OFNAC : pour une présidence de rupture, le choix Alioune Ndao

Par Mamadou Sèye

Avant-hier, l’Assemblée nationale a adopté la nouvelle loi sur l’OFNAC, présentée comme le socle d’une ère nouvelle de lutte contre la corruption. Pouvoirs d’enquête renforcés, extension des déclarations de patrimoine, meilleure protection des lanceurs d’alerte : la refondation est actée. Reste une question décisive : qui pour incarner ce nouveau départ ? Dans ce moment charnière, il faut un profil qui rassure les citoyens, impressionne les acteurs publics, rassure les partenaires internationaux et mette en confiance la société civile. Alioune Ndao, ancien procureur spécial de la CREI, s’impose comme l’option la plus crédible et la plus efficace pour donner un visage et un rythme à l’OFNAC acte II.

Alioune Ndao n’est pas un magistrat ordinaire.
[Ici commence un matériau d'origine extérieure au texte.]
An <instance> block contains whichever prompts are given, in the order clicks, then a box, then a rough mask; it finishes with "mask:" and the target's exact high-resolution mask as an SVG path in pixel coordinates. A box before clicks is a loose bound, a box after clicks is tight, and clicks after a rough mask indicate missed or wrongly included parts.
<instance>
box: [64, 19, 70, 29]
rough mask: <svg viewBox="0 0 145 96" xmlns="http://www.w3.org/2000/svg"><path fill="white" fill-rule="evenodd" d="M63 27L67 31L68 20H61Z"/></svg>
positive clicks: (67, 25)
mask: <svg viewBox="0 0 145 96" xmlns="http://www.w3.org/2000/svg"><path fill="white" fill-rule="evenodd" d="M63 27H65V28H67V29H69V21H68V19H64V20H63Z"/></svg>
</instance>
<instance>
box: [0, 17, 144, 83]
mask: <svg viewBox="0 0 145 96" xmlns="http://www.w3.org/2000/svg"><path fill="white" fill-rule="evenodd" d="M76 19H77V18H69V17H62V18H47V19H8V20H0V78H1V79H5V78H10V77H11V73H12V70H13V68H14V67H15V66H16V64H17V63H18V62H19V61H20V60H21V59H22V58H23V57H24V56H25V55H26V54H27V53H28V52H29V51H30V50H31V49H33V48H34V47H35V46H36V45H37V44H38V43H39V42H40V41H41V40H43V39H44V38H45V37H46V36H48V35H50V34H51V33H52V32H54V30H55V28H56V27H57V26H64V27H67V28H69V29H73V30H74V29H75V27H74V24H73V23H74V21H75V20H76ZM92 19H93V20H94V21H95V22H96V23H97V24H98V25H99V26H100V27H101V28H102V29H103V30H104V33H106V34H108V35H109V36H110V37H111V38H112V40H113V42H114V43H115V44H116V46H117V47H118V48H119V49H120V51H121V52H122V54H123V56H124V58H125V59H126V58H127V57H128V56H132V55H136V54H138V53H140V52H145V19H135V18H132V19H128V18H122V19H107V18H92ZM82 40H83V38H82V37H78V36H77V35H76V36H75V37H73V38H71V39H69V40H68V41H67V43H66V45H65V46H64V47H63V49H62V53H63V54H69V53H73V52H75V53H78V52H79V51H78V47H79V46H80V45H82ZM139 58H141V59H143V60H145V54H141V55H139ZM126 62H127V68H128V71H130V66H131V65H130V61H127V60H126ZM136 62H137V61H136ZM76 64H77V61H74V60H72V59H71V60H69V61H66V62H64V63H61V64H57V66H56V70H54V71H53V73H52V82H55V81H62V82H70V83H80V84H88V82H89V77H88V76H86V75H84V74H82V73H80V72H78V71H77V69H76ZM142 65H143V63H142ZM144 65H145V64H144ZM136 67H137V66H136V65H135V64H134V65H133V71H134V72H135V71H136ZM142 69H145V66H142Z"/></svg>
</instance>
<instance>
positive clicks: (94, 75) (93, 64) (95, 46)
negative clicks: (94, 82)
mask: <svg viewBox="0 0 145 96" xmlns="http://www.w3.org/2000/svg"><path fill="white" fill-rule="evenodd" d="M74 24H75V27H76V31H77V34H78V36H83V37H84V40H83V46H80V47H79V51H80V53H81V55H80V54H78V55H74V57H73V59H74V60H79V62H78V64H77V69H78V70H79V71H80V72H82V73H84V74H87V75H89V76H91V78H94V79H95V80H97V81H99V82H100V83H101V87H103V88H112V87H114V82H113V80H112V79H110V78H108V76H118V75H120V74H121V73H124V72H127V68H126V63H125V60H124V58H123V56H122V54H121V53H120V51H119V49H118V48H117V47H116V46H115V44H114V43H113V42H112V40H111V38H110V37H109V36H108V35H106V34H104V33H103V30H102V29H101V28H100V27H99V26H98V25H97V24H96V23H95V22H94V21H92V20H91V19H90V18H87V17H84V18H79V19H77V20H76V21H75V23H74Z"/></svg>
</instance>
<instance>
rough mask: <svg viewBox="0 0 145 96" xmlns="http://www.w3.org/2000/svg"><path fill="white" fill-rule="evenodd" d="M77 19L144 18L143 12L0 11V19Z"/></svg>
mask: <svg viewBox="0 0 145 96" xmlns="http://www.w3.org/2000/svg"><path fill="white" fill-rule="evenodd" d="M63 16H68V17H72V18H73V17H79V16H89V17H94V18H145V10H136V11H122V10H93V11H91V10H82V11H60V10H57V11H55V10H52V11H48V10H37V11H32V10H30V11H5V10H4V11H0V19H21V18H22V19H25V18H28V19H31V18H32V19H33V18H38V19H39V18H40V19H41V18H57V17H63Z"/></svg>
Sa trajectoire a croisé certains des dossiers les plus sensibles de la décennie, à la tête de la Cour de Répression de l’Enrichissement Illicite. Cet épisode a marqué l’opinion nationale et internationale. Qu’on l’apprécie ou qu’on le critique, une chose est incontestable : il a appris à naviguer au cœur de la tempête. Face à des enjeux financiers colossaux, sous pression politique permanente et devant l’œil inquisiteur de l’opinion, il a tenu la barre. Cette connaissance intime des mécanismes de l’enrichissement illicite, des montages patrimoniaux et des fragilités procédurales constitue aujourd’hui un atout rare. L’OFNAC a précisément besoin de cette compétence technique pour transformer les intentions législatives en résultats concrets.
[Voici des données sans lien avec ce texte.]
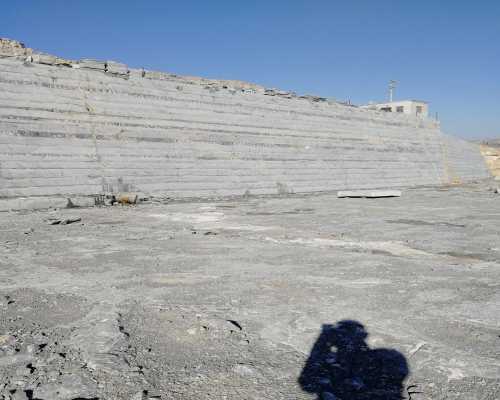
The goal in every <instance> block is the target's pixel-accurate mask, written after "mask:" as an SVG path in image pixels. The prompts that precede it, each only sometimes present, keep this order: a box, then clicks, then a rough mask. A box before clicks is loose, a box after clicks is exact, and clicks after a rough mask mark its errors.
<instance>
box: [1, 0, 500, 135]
mask: <svg viewBox="0 0 500 400" xmlns="http://www.w3.org/2000/svg"><path fill="white" fill-rule="evenodd" d="M0 36H2V37H9V38H13V39H18V40H21V41H23V42H24V43H25V44H26V45H27V46H29V47H33V48H36V49H38V50H42V51H45V52H48V53H52V54H57V55H60V56H63V57H67V58H73V59H78V58H83V57H88V58H97V59H112V60H116V61H122V62H125V63H126V64H128V65H129V66H132V67H144V68H147V69H155V70H162V71H168V72H173V73H178V74H186V75H199V76H204V77H210V78H224V79H240V80H246V81H251V82H256V83H260V84H263V85H265V86H269V87H278V88H282V89H288V90H293V91H296V92H298V93H307V94H316V95H321V96H325V97H331V98H335V99H337V100H341V101H344V100H347V99H350V100H351V101H352V102H353V103H355V104H363V103H367V102H368V101H370V100H384V99H385V98H386V96H387V82H388V81H389V80H390V79H395V80H397V81H398V82H399V86H398V88H397V89H396V95H395V97H396V99H405V98H416V99H423V100H427V101H429V102H430V107H431V112H432V113H433V114H434V113H435V112H438V113H439V118H440V120H441V121H442V128H443V130H444V131H445V132H447V133H451V134H455V135H457V136H462V137H465V138H471V139H475V138H482V137H500V1H499V0H476V1H470V0H467V1H466V0H441V1H436V0H434V1H430V0H419V1H407V0H404V1H403V0H399V1H393V0H385V1H375V0H366V1H362V0H358V1H356V0H351V1H345V0H343V1H337V0H300V1H299V0H274V1H273V0H267V1H265V0H246V1H244V0H240V1H238V0H232V1H230V0H219V1H217V0H205V1H201V0H199V1H195V0H183V1H175V0H170V1H168V0H164V1H160V0H147V1H146V0H145V1H139V0H137V1H131V0H121V1H118V0H107V1H102V0H100V1H95V0H85V1H76V0H74V1H72V0H45V1H41V0H8V1H6V2H4V3H3V4H2V6H1V13H0Z"/></svg>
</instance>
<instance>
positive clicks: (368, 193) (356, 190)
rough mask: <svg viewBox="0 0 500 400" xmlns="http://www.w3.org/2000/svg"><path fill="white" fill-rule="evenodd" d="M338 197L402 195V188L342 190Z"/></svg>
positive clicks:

Nommer Alioune Ndao à la présidence de l’OFNAC serait plus qu’une nomination : ce serait un message politique puissant. Le message que l’Etat ne cherche pas un figurant mais un capitaine aguerri. Le message que la lutte anticorruption ne se joue pas dans les slogans mais dans la rigueur, la maîtrise des procédures et le courage de suivre les dossiers jusqu’au bout. Dans une société où la suspicion envers les institutions est profonde, la crédibilité passe par le choix d’une personnalité déjà éprouvée par l’histoire. Ndao incarne cette crédibilité.
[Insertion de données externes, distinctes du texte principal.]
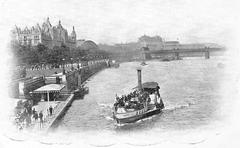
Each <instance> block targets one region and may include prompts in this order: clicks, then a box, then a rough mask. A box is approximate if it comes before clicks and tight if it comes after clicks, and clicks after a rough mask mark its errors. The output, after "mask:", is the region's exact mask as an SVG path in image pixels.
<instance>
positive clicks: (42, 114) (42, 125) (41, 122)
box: [39, 111, 43, 129]
mask: <svg viewBox="0 0 240 148" xmlns="http://www.w3.org/2000/svg"><path fill="white" fill-rule="evenodd" d="M39 119H40V122H39V125H40V129H41V128H42V127H43V113H42V111H41V112H40V113H39Z"/></svg>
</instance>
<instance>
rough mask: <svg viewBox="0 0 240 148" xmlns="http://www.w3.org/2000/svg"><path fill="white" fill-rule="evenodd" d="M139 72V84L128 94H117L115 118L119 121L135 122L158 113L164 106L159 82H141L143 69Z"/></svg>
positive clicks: (119, 122)
mask: <svg viewBox="0 0 240 148" xmlns="http://www.w3.org/2000/svg"><path fill="white" fill-rule="evenodd" d="M137 73H138V86H137V87H135V88H134V91H133V92H131V93H130V94H128V95H124V96H121V97H118V96H116V102H115V103H114V108H113V118H114V119H115V120H116V121H117V123H120V124H121V123H133V122H135V121H137V120H140V119H143V118H146V117H149V116H152V115H154V114H158V113H160V112H161V111H162V109H163V108H164V104H163V101H162V99H161V97H160V93H159V89H160V87H159V86H158V83H157V82H146V83H143V84H142V82H141V70H140V69H138V70H137Z"/></svg>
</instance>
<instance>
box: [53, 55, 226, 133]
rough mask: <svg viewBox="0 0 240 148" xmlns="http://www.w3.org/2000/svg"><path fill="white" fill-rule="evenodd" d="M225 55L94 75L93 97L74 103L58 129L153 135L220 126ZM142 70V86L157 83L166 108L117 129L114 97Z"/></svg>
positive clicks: (153, 63) (58, 127)
mask: <svg viewBox="0 0 240 148" xmlns="http://www.w3.org/2000/svg"><path fill="white" fill-rule="evenodd" d="M225 62H226V60H225V59H224V58H223V57H211V59H208V60H205V59H203V58H188V59H184V60H179V61H171V62H160V61H158V60H153V61H148V62H147V64H148V65H146V66H140V64H139V62H128V63H122V64H121V65H120V67H119V68H111V69H105V70H103V71H101V72H99V73H98V74H96V75H95V76H93V77H91V78H90V79H89V80H88V81H87V83H86V86H88V87H89V94H87V95H85V97H84V98H83V99H77V100H74V102H73V103H72V106H71V107H70V108H69V109H68V111H67V112H66V114H65V116H64V117H63V118H62V120H61V121H60V124H59V126H58V127H57V129H56V130H57V131H67V132H69V133H93V132H94V133H97V132H98V133H99V132H102V131H104V132H107V133H108V134H110V135H112V136H116V135H122V134H123V135H126V134H128V135H129V134H130V135H135V134H136V133H140V134H143V133H144V134H145V135H152V134H153V133H168V132H170V131H171V132H172V131H175V132H176V131H186V130H194V129H201V128H202V127H206V126H209V125H212V127H214V126H215V125H217V123H221V117H220V115H219V109H220V108H221V107H220V106H221V100H222V95H221V94H222V93H221V92H220V91H221V83H222V81H223V79H224V78H225V73H224V71H225ZM138 67H141V68H142V82H147V81H156V82H158V83H159V85H160V93H161V96H162V98H163V101H164V103H165V109H164V110H163V112H162V113H161V114H159V115H154V116H152V117H149V118H147V119H144V120H143V121H139V122H137V123H134V124H128V125H123V126H117V125H116V123H115V121H113V119H112V110H111V107H112V104H113V103H114V100H115V95H116V94H118V95H121V94H125V93H128V92H130V91H131V89H132V88H133V87H135V86H136V85H137V71H136V68H138Z"/></svg>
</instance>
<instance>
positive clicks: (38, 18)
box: [0, 0, 238, 44]
mask: <svg viewBox="0 0 240 148" xmlns="http://www.w3.org/2000/svg"><path fill="white" fill-rule="evenodd" d="M0 1H1V3H0V7H1V10H0V11H1V14H0V15H1V21H2V22H1V24H2V26H5V28H8V29H10V28H13V27H14V25H17V26H20V27H24V26H30V27H31V26H33V25H35V24H36V23H40V24H42V22H43V21H44V20H45V19H46V18H47V17H49V18H50V21H51V23H52V25H57V24H58V21H59V20H61V23H62V25H63V26H64V27H65V28H66V29H67V30H68V32H69V33H70V32H71V31H72V26H73V25H74V26H75V30H76V33H77V38H78V39H89V40H93V41H95V42H96V43H107V44H114V43H125V42H134V41H137V39H138V37H140V36H142V35H144V34H146V35H149V36H155V35H160V36H162V37H163V38H165V39H166V40H179V41H180V42H182V43H195V42H215V43H219V44H224V42H227V39H231V38H233V36H234V31H235V27H236V26H237V25H236V24H235V23H234V22H235V20H236V19H237V18H238V16H237V14H238V11H237V10H238V9H237V1H234V0H141V1H140V0H117V1H114V0H24V1H19V0H0ZM8 29H7V30H6V29H4V30H6V31H8Z"/></svg>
Les critiques ne manqueront pas. On rappellera son limogeage en 2014, certains y verront un signe de politisation. Mais n’est-ce pas justement la preuve qu’il connaît les lignes de fracture, qu’il a déjà payé le prix d’une posture ferme, et qu’il est donc le mieux placé pour bâtir une institution capable de résister aux interférences ? On évoquera ses prises de parole parfois clivantes. Mais il faut juger l’homme non pas sur ses déclarations passées mais sur sa capacité à produire des résultats. Et dans un cadre institutionnel doté de règles de communication strictes, son expérience médiatique devient un avantage plus qu’un handicap. Enfin, certains plaideront pour du sang neuf. Mais l’OFNAC version 2025 n’a pas besoin d’un apprenti : il a besoin d’un bâtisseur.

Alioune Ndao à la tête de l’OFNAC, c’est la garantie d’un plan d’action concret : audit d’entrée pour identifier les zones à haut risque, lancement immédiat des contrôles de patrimoine, protocole clair avec le parquet pour assurer un suivi effectif des transmissions, sécurisation du canal des lanceurs d’alerte et transparence proactive avec la publication trimestrielle d’un tableau de bord des plaintes, enquêtes et suites judiciaires. Cette méthode, appliquée avec rigueur, permet de juger l’OFNAC non pas sur ses intentions mais sur ses résultats mesurables.

La société civile réclame des actes, les partenaires internationaux veulent des indicateurs clairs, les citoyens exigent que l’impunité cesse. Dans ce contexte, Alioune Ndao est l’homme du moment : celui qui peut transformer un texte de loi en institution performante, et une ambition en confiance retrouvée.